African Americans were faced with an almost insurmountable number of obstacles
in 1900. Any way you look at it, in terms of the educational system,
particularly considering the fact that the majority of them, the large majority
are still in the South. And as far as education is concerned,
African Americans are given almost no avenue of education on the lower level,
which makes it difficult for them to aspire to higher education because they
don't have the rudiments to get to that point. Public schools are open to
African Americans only in very small communities.

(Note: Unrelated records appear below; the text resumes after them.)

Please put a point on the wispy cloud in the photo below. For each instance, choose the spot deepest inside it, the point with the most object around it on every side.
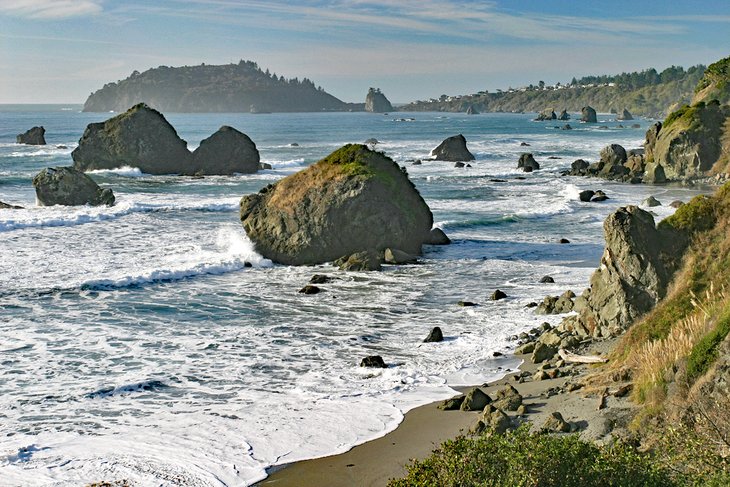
(50, 9)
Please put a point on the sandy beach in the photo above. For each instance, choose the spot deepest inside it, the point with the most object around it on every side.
(424, 428)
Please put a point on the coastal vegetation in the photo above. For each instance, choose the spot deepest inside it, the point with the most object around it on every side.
(646, 93)
(240, 87)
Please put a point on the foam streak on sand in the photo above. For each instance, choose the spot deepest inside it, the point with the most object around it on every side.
(161, 358)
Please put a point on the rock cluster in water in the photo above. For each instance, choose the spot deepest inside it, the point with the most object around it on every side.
(142, 138)
(33, 136)
(70, 187)
(353, 204)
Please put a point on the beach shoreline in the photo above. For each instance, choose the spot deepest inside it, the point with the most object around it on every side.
(424, 428)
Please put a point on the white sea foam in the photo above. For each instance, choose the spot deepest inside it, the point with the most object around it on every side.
(127, 171)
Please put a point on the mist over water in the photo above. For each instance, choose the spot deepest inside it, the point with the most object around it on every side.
(136, 343)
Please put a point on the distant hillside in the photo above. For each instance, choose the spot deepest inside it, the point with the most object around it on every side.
(241, 87)
(646, 93)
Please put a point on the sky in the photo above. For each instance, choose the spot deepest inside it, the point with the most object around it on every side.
(59, 51)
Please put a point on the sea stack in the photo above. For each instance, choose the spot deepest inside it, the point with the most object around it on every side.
(376, 102)
(353, 200)
(588, 114)
(452, 149)
(139, 137)
(34, 136)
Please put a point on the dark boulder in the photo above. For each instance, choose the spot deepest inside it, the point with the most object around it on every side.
(452, 149)
(374, 361)
(226, 152)
(67, 186)
(586, 195)
(527, 163)
(376, 102)
(588, 114)
(547, 114)
(353, 200)
(625, 115)
(139, 137)
(33, 136)
(436, 335)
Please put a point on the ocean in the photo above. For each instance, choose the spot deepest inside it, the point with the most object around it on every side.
(136, 344)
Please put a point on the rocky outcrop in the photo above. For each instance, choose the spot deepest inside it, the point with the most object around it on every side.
(376, 102)
(692, 142)
(140, 137)
(227, 151)
(33, 136)
(70, 187)
(625, 115)
(353, 200)
(547, 114)
(452, 149)
(588, 114)
(527, 163)
(635, 270)
(715, 83)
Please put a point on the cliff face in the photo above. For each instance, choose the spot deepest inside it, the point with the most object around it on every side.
(715, 83)
(376, 102)
(241, 87)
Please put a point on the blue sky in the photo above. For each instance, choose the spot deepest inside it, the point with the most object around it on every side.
(58, 51)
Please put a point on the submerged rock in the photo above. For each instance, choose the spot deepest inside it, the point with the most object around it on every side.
(527, 163)
(226, 152)
(67, 186)
(353, 200)
(139, 137)
(33, 136)
(435, 335)
(452, 149)
(588, 114)
(375, 361)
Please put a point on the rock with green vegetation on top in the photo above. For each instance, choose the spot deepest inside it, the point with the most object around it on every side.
(693, 141)
(139, 137)
(67, 186)
(715, 83)
(353, 200)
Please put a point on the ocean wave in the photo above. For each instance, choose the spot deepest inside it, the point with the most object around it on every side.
(60, 216)
(127, 171)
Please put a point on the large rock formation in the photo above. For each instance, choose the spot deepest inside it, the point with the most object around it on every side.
(452, 149)
(694, 141)
(140, 137)
(715, 83)
(376, 102)
(547, 114)
(353, 200)
(636, 268)
(588, 114)
(70, 187)
(227, 151)
(33, 136)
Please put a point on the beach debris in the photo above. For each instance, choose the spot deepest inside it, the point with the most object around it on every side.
(573, 358)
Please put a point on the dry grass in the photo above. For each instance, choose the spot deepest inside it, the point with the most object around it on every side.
(651, 360)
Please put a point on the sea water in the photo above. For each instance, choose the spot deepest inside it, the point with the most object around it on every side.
(136, 344)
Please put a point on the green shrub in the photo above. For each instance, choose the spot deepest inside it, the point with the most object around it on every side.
(696, 216)
(704, 353)
(521, 458)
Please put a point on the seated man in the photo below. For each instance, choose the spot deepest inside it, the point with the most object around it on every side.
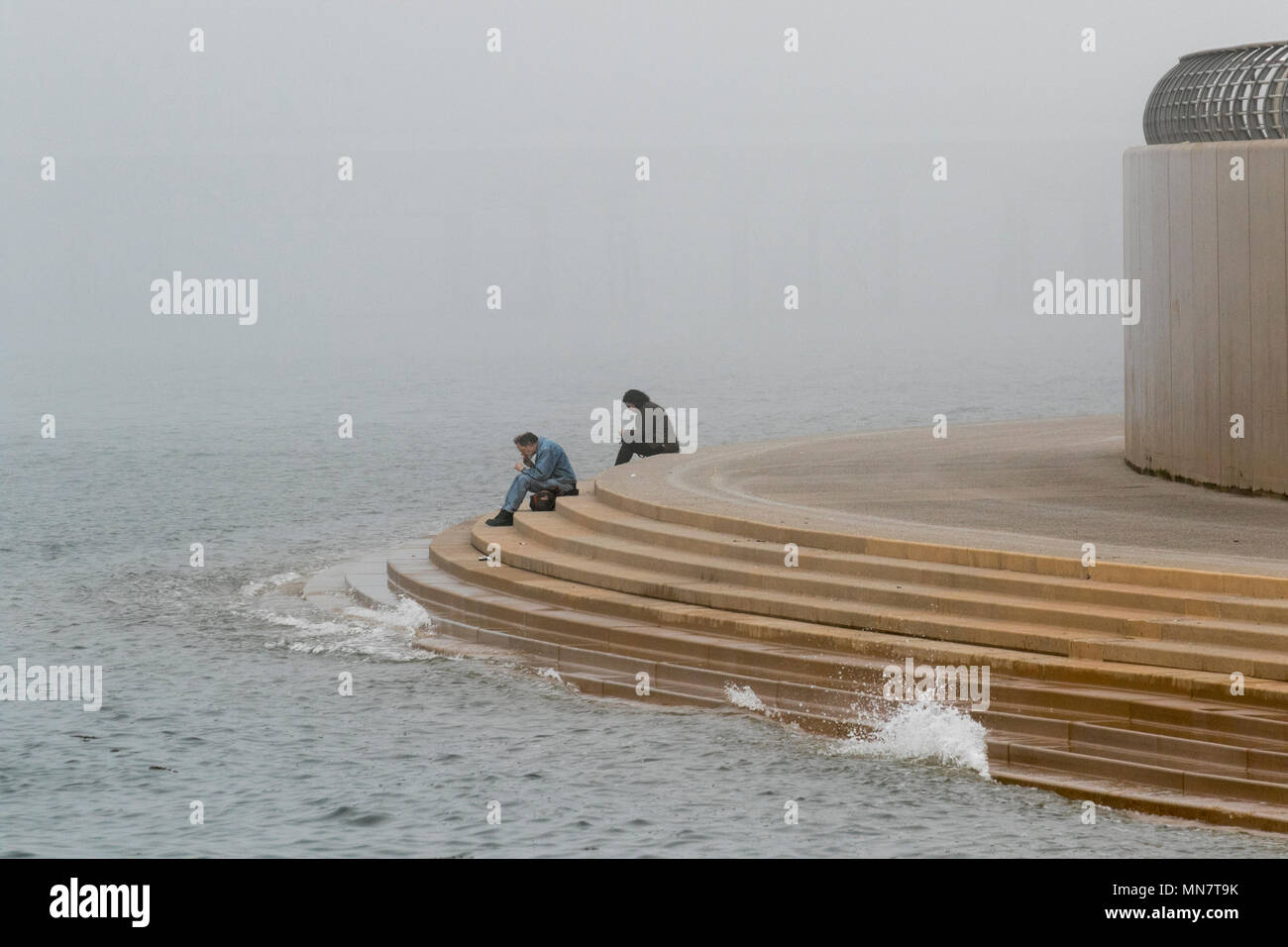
(652, 433)
(544, 467)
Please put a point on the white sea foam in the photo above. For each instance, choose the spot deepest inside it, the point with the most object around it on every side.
(921, 731)
(281, 579)
(408, 615)
(384, 634)
(746, 698)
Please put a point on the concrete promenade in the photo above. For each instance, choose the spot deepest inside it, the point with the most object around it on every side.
(1154, 681)
(1042, 487)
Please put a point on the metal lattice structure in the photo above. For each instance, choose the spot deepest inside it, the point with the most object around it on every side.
(1222, 95)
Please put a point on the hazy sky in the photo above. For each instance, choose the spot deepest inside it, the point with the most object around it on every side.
(518, 169)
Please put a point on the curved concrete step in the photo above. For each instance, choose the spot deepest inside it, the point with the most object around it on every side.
(596, 515)
(1059, 753)
(536, 556)
(568, 532)
(687, 510)
(447, 548)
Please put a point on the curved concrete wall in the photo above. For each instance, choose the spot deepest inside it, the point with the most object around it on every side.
(1211, 254)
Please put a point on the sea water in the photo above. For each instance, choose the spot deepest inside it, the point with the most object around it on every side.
(222, 685)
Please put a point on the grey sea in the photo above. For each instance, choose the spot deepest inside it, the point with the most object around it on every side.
(220, 682)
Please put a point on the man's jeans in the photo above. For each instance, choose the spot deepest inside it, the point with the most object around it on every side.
(523, 483)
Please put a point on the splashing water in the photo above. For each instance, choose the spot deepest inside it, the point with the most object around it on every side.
(921, 731)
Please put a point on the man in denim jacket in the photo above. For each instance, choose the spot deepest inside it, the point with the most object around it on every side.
(544, 467)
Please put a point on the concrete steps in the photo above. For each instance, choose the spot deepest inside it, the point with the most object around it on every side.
(1248, 647)
(1147, 745)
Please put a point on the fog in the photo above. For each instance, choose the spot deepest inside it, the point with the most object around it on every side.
(518, 169)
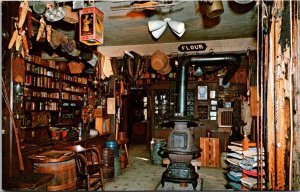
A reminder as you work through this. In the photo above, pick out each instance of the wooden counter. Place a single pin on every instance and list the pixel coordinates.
(31, 149)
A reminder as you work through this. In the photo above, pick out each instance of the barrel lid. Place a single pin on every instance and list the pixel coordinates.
(52, 156)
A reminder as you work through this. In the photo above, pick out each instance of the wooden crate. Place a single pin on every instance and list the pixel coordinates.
(210, 155)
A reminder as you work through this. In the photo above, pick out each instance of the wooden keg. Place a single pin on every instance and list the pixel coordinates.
(160, 62)
(59, 163)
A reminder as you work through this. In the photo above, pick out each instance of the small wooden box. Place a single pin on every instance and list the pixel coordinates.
(98, 113)
(210, 155)
(91, 26)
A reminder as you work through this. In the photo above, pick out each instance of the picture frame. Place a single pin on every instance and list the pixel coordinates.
(202, 92)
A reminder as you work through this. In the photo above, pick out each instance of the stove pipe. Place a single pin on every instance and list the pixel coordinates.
(232, 61)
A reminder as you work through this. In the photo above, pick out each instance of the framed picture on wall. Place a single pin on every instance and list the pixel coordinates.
(202, 92)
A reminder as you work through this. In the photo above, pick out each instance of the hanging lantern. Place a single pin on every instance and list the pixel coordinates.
(91, 26)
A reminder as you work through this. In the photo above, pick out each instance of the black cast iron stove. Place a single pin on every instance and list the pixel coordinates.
(180, 148)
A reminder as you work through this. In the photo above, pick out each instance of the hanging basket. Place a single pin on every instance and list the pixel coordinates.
(71, 17)
(75, 67)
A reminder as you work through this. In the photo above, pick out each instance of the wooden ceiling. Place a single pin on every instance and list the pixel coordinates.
(128, 27)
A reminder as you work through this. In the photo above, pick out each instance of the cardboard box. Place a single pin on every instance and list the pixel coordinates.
(91, 26)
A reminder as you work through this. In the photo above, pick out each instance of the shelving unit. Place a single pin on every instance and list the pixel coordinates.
(243, 166)
(50, 90)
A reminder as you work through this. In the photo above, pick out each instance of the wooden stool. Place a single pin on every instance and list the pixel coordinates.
(123, 142)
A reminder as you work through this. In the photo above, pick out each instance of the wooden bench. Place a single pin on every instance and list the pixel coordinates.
(29, 181)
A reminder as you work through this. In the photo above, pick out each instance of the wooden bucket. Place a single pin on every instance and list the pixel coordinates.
(160, 62)
(59, 163)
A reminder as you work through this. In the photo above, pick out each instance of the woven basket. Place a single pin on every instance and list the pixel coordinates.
(75, 67)
(71, 17)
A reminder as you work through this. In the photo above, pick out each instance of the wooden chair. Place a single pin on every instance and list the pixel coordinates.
(88, 168)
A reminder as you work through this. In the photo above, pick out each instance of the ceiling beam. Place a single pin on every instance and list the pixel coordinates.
(217, 46)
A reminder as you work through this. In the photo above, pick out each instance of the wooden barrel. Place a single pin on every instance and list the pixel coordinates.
(108, 173)
(160, 62)
(108, 160)
(123, 158)
(156, 145)
(59, 163)
(117, 167)
(114, 146)
(108, 157)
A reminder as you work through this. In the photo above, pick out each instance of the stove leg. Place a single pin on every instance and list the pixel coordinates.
(162, 182)
(194, 183)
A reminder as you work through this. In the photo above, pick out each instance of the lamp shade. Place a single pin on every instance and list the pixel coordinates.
(156, 24)
(177, 27)
(157, 33)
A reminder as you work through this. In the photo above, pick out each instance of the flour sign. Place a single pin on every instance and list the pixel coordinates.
(192, 47)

Any way you look at it, socially, politically, economically, education,
African Americans were kept out of society. And they had to scratch and bite
to get whatever advantages that they did get. And the majority could not get
those advantages. If you look at education for instance in 1900 and take for
example, Mississippi, which is a state that spends about three dollars a year
on the education of a black child and sixty on the education of a white child,
then if you look at the whole economic structure in the states of the South
which are primarily cotton states, which depend on a sharecropping, crop lien
system for the production and the profit of this cotton, which
African Americans are the main labor force for, then black children are forced
to work rather than go to school. So even if there was money in the family for
shoes and clothing which often there was not, the children were needed in the
labor force. So that was a constraint on African Americans. Politically
African Americans have for the most part lost whatever political situation they
had had as a result of Reconstruction. And it was done very brutally and it
was done very systematically. First it was done without the law, it was done
extralegally through terrorism, through creating these various kinds of laws,
informal ways of keeping African Americans from voting. But by the 1890s all
the way up past 1900, it became legal, because the various states formed new
constitutional conventions which legally disfranchised African Americans. So
the political process was closed. And then of course the striking down of the
civil rights act meant that all of the gains that had been made about equality
and public accommodations, all of that was dead. So everywhere we looked as a
people the doors seemed to be closed to us.